Amerika yang berencana menempatkan rudal jarak menengah di Asia mendapat balasan dari china. China mengancam amerika bahwa mereka juga akan melakukan tindakan yang sama jika Amerika masih melakukan penempatan sistem rudal jarak menengah di kawasan Asia – Pasifik. Direktur Pengendalian Senjata Kementerian Luar Negeri China, mengatakan bahwa china tidak akan berdiam diri dan mengambil tindakan sepadan sebagai tindakan balasan untuk AS yang mengerahkan sistem rudal darat jarak menengah di kawasan Asia Pasifik.

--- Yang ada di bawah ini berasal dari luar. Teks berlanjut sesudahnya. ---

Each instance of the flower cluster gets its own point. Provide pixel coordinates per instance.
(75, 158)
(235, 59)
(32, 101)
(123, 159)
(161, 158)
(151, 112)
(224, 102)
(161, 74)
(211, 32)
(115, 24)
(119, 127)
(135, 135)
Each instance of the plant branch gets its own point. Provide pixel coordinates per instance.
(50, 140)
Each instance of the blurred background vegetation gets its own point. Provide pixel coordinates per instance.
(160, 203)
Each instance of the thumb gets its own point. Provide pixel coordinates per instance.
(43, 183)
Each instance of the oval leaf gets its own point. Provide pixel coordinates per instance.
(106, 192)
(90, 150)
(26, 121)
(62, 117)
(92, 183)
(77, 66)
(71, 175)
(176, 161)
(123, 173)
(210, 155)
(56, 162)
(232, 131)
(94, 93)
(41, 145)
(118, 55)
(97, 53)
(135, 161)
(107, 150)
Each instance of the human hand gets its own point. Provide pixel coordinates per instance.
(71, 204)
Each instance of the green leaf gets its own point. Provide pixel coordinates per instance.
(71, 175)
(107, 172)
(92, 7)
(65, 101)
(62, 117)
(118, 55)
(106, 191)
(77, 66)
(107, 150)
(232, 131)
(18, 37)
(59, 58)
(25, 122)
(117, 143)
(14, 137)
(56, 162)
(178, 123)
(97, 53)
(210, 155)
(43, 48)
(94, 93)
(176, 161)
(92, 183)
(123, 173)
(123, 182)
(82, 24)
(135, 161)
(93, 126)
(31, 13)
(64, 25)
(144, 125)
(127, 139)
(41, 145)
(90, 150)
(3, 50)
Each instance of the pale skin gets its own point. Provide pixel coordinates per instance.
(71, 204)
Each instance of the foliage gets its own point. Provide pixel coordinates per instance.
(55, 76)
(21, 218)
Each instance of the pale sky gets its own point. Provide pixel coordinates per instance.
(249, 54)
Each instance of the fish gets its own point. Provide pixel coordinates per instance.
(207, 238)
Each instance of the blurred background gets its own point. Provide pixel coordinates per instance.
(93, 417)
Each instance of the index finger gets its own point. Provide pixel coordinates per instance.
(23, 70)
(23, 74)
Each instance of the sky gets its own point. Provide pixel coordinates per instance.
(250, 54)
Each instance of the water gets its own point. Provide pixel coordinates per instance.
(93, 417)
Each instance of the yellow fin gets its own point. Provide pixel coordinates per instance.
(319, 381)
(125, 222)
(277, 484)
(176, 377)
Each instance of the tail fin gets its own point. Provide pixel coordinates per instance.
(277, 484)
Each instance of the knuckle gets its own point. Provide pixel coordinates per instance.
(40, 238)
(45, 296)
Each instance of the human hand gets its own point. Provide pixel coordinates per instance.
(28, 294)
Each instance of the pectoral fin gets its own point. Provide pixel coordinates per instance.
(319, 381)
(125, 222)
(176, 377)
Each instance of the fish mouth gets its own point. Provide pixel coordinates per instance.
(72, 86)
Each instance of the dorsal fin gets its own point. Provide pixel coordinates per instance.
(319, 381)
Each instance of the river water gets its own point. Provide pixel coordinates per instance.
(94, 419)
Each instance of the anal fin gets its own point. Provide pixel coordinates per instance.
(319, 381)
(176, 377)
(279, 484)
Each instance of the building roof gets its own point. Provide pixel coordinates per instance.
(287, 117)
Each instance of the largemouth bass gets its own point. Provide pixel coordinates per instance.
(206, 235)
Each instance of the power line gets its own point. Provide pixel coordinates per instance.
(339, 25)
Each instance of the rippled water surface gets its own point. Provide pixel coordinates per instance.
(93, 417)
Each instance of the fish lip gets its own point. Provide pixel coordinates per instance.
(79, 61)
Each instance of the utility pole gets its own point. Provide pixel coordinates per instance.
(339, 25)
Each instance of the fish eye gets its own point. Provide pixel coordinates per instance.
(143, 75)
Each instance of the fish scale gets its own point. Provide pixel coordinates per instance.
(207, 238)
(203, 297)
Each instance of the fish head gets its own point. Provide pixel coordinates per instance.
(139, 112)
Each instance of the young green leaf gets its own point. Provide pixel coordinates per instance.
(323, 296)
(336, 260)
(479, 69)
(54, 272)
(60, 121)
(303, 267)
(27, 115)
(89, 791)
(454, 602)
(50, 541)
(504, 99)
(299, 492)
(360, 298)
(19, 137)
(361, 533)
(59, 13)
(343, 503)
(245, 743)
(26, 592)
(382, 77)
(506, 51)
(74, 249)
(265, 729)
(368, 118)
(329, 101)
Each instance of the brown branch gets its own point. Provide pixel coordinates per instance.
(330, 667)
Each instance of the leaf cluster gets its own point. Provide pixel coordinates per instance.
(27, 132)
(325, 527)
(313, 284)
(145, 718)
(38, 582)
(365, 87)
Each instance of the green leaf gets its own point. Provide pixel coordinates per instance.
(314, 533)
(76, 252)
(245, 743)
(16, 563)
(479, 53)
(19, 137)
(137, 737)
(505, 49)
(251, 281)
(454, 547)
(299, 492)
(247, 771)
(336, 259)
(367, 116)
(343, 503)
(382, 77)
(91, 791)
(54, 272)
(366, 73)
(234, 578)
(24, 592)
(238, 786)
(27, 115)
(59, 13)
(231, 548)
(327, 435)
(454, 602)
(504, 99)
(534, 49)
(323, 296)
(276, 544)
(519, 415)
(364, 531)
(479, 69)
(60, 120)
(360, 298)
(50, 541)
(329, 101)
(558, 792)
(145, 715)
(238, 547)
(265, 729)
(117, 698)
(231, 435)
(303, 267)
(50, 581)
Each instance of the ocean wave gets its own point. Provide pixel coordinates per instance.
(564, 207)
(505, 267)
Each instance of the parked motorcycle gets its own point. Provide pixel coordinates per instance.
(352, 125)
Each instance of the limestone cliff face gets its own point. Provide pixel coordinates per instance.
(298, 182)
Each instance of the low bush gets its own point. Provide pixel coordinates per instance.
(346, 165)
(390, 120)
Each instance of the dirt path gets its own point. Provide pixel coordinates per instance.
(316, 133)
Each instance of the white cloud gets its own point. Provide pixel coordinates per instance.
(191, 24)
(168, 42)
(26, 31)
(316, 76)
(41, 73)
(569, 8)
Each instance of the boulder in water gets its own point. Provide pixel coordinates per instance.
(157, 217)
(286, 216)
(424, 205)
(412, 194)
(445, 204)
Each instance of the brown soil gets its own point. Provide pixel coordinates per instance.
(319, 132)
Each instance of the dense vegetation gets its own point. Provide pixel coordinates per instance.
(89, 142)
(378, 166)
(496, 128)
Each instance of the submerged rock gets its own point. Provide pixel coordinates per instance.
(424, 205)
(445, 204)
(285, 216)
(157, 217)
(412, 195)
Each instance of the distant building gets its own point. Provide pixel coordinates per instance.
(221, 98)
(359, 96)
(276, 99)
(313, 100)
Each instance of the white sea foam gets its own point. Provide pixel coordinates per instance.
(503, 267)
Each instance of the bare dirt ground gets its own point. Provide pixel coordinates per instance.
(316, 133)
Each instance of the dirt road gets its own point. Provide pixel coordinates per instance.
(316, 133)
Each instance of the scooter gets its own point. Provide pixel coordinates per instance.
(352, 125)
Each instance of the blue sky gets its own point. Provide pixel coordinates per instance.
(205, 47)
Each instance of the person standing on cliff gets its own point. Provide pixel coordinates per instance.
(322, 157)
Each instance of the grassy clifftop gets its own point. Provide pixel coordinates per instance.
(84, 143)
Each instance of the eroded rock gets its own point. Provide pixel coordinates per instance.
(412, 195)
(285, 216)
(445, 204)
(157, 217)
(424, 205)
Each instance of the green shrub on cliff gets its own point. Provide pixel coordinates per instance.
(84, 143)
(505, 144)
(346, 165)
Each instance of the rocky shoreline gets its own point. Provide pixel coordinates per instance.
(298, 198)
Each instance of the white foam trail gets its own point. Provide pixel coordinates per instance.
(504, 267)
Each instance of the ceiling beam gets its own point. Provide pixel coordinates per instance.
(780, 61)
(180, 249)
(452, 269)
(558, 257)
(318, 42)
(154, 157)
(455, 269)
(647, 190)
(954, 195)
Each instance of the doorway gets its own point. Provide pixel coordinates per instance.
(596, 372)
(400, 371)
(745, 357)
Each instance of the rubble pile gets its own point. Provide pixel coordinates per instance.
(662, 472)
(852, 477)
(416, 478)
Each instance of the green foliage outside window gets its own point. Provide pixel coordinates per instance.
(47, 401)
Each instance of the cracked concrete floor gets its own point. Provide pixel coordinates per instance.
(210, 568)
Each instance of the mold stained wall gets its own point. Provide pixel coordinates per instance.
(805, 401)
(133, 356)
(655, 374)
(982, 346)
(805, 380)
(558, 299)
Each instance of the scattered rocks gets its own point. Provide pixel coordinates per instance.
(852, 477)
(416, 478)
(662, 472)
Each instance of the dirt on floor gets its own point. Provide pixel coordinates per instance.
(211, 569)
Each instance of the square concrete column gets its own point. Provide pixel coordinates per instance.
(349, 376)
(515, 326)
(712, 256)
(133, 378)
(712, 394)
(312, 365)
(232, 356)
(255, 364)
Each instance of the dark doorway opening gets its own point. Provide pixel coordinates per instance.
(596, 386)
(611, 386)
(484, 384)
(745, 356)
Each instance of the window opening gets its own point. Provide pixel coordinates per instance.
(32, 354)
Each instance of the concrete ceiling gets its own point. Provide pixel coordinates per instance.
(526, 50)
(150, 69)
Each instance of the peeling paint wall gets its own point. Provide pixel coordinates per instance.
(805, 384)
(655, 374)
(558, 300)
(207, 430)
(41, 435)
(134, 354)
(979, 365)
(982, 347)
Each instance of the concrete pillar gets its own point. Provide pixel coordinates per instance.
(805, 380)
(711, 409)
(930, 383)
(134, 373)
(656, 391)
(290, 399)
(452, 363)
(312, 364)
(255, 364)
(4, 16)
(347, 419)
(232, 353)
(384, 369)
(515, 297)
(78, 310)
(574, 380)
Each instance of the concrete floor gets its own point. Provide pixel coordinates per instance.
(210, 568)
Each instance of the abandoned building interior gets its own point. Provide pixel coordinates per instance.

Fu juga berujar agar negara – negara sekutu AS di Asia Pasifik seperti Australia, Jepang, dan Korea Selatan, agar tidak mendukung tindakan sepihak dari AS yang bertujuan menempatkan sistem persenjataan mereka di kawasan Asia – Pasifik. Fu mengatkan jika AS mengerahkan rudal di pintu gerbang kawasan cina, maka cina terpaksa juga mengambil tindakan balasan. Pihaknya pun mendesak negara – negara tetanga china agar mendesak negara di sekitarnya agartidak mengizinkan penyebaran rudal jarak menengah AS di Asia Pasifik.

Fu tidak memberikan penjelasan yang lebih detail terkait tindakan balasan cina terhadap AS, jika AS masih berkeinginan dan bahkan menempatkan sistem rudal mereka di Asia. Fu mengatakan bahwa jika AS masih ngoto ingin menempatkan rudal mereka di Asia Pasifik, pemerintah china pun akan mempertimbangkan semua opsi. Apalagi, jika sekutu AS di Asia mengizinkan tindakan tersebut.

Fu juga mengatakan perbedaan kuantitas persenjataan nuklir china, AS dan Rusia. Menurut Fu hal tersebut tidak masuk akal atau bahkan tidak adil untuk menyeret china dalam negosiasi pengurangan senjata. Ancaman tersebut dikeluarkan pemerintah china setelah Mark T Esper, menteri pertahanan AS berkeinginan untuk mengerahkan sistem rudal darat di Asia pekan lalu.

Pernyataan tersebut keluar setelah pemerintah AS, secara resmi keluar dari perjanjian nuklir yang dibuat selama perang dingin dengan Russia yang dikenal dengan INF Treaty. Esper pun berkeinginan untuk menempatkan rudal darat AS di kawasan Asia delam beberapa bulan ke depan. Tapi dirinya juga tidak menjelaskan secara lengkap waktu dan tipe senjata yang akan dikerahkan oleh AS di kawasan tersebut. Menurutnya, senjata – senjata tersebut membutuhkan pengerahan waktu yang lebih banyak untuk dimobilisasi.

Pekan lalu, AS berencana untuk membuat infrastruktur militernya di Australia dengan mengalokasikan dana sebesar US$211,5 juta atau setara Rp2,9 triliun. Perluasan pengaruh militer AS dikawasan Asia membuat china dan korea utara terganggu. Persaingan AS dan china ini meningkat setelah terlibat pada perseteruan dibidang perang dagang, sekarang ditambah lagi dengan penyebaran rudal darat AS di kawasan Asia.

Hal ini semakin menambah meningkatnya suhu perseteruan AS dengan China. AS acap kali mengeluarkan kebijakan yang cukup controversial, setelah sebelumnya juga ingin melakuakan penempatan rudal mereka di eropa yang berbatasan dengan Russia. Tak hayal, hal ini membuat pemerintah rusia melakukan tindakan sepadan dan memprotes kebijakan AS tersebut.